Consider a no-eval mode (e.g. store token array)

Krinkle commented 4 years ago

To reduce operational risk for end-users and simplify security auditing, I think it would be interesting to have an alternate mode in LightnCandy where compile() returns an optimised array of tokens instead of a string of executable PHP code.

E.g. instead of

(string)"return 'Hello! '.LR::encq($cx, (($inary && isset($in['name'])) ? $in['name'] : null)).' is '.LR::encq($cx, (($inary && isset($in['gender'])) ? $in['gender'] : null)).'.;"

It would return something like:

(array)['Hello! ', [TOKEN_ENCQ, 'name'], ' is ', [TOKEN_ENCQ, 'gender'], '.']

This could then be recognised by render() and it would then basically do the same as what the executable code does. But, with one extra step, which would be a (cheap) translation from the token to the same function calls that would otherwise appear in the executable string, and concatenate the pieces.

I am aware this would sacrifice performance on the benchmark, so I would not propose this as replacement or even default, but merely as an option for users for whom the (hopefully small) difference is acceptable.

Would this be of interest? I am willing to help with the implementation :)

Krinkle commented 4 years ago

@zordius I'd love a response on the above. I can try to schedule it for early next year to work – before upgrading LightNCandy for MediaWiki.

zordius commented 4 years ago

Sorry for replying late.

The core concept of lightncandy is to compile the handlebars code into pure PHP code for performance, so I did not design the token output for the compile() method.
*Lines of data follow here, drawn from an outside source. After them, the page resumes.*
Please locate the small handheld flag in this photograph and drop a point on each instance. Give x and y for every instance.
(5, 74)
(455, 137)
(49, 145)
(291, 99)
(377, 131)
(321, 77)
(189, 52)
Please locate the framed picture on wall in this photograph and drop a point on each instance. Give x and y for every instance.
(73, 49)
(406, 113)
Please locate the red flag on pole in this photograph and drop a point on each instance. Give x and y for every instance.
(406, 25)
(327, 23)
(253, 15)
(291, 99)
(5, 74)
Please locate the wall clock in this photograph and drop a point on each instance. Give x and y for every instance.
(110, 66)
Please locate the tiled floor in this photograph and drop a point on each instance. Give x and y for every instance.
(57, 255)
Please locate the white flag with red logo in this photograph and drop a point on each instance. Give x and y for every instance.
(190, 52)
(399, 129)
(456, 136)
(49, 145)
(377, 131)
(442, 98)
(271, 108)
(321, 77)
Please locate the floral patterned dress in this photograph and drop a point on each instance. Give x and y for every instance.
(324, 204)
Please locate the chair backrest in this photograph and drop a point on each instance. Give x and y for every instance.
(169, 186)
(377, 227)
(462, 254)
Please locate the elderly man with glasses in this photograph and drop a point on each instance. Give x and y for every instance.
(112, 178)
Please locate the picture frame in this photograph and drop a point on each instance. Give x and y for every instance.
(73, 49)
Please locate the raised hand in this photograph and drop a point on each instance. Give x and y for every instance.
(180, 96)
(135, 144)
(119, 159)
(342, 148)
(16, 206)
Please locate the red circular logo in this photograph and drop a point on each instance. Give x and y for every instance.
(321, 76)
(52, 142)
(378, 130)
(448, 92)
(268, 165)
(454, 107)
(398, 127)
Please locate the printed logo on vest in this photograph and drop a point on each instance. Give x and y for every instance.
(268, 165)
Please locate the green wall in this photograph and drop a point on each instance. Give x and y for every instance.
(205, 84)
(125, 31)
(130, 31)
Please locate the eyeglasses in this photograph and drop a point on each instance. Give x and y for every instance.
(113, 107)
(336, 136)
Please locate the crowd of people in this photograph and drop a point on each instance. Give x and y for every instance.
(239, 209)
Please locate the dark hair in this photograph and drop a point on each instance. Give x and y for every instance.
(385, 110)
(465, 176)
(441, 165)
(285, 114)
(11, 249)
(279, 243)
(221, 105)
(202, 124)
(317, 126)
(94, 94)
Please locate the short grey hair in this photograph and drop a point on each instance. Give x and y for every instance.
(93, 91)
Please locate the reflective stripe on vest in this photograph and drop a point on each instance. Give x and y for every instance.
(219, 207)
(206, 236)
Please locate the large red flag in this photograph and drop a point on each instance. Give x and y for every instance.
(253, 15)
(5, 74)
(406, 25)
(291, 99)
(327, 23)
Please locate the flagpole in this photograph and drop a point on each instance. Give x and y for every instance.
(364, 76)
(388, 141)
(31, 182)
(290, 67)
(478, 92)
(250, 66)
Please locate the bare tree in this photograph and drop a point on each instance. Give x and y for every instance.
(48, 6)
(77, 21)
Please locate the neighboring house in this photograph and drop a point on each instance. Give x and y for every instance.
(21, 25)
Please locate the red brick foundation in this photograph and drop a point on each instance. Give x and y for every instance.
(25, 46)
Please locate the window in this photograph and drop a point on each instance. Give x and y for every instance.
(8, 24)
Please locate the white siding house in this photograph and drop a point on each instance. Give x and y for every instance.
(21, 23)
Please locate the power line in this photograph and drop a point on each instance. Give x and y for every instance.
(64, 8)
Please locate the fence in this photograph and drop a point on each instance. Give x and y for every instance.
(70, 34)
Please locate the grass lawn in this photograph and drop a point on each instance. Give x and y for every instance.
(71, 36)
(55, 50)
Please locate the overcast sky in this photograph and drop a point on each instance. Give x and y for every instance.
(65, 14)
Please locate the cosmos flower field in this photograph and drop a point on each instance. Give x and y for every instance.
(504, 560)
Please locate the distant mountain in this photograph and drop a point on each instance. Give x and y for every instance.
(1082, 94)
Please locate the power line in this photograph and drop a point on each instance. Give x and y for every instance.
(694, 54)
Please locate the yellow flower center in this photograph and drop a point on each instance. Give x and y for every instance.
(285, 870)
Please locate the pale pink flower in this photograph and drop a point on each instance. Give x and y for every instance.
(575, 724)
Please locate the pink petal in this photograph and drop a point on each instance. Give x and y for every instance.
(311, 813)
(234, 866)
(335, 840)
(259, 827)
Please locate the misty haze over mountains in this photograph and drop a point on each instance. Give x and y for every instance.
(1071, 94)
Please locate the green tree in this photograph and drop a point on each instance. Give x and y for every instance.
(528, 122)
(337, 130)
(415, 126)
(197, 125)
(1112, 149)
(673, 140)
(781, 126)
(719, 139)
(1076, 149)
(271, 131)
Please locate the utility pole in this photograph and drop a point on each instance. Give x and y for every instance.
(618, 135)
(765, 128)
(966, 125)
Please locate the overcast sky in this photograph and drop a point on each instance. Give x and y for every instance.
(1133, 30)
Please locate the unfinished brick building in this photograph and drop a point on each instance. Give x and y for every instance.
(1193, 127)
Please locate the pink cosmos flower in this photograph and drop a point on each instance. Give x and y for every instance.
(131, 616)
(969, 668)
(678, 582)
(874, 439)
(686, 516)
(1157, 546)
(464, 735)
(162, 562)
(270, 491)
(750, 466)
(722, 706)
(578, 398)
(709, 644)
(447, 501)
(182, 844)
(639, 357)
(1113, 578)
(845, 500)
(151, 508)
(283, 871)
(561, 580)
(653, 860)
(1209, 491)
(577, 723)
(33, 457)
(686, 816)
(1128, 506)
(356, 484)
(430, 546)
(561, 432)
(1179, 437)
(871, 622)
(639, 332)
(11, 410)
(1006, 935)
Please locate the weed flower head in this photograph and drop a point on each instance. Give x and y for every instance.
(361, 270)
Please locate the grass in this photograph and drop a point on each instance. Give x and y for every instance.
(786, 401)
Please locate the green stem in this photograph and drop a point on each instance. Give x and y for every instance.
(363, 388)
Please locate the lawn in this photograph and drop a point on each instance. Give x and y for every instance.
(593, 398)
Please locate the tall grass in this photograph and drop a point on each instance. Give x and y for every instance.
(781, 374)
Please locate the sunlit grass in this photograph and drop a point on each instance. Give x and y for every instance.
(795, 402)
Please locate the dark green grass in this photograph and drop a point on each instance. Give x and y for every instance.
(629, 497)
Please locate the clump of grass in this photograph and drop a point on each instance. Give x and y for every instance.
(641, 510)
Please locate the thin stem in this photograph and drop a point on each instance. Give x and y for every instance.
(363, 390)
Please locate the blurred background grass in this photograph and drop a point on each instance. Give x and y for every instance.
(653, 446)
But, for internally job, there is a median layer of tokens inside the lightncandy. I do not know how people can use it for what, but it still can be extracted. Here is an example code:

require('./vendor/autoload.php');
use LightnCandy\LightnCandy;

// The Template:
$template = <<<VAREND
Hello, {{world}}
{{#if foo}}
  Yes, it's good.
{{/if}}
VAREND;

$phpStr = LightnCandy::compile($template, array(
  // Used compile flags
  'flags' => LightnCandy::FLAG_HANDLEBARS | LightnCandy::FLAG_ERROR_EXCEPTION,
));

echo "Generated PHP Code:\n$phpStr\n";

echo "Dump of token:\n";
print_r(LightnCandy::$lastParsed);

The token data is complex and not documented, I think it may not be helpful for you.

zordius commented 4 years ago

I just realize the 'no-eval' topic. Basically, I prefer people to use LightnCandy as pre-compile all template then execute the generated code later pattern. How ever, to include a PHP file generated by lightncandy is a kind of eval() or not, it's an interesting question.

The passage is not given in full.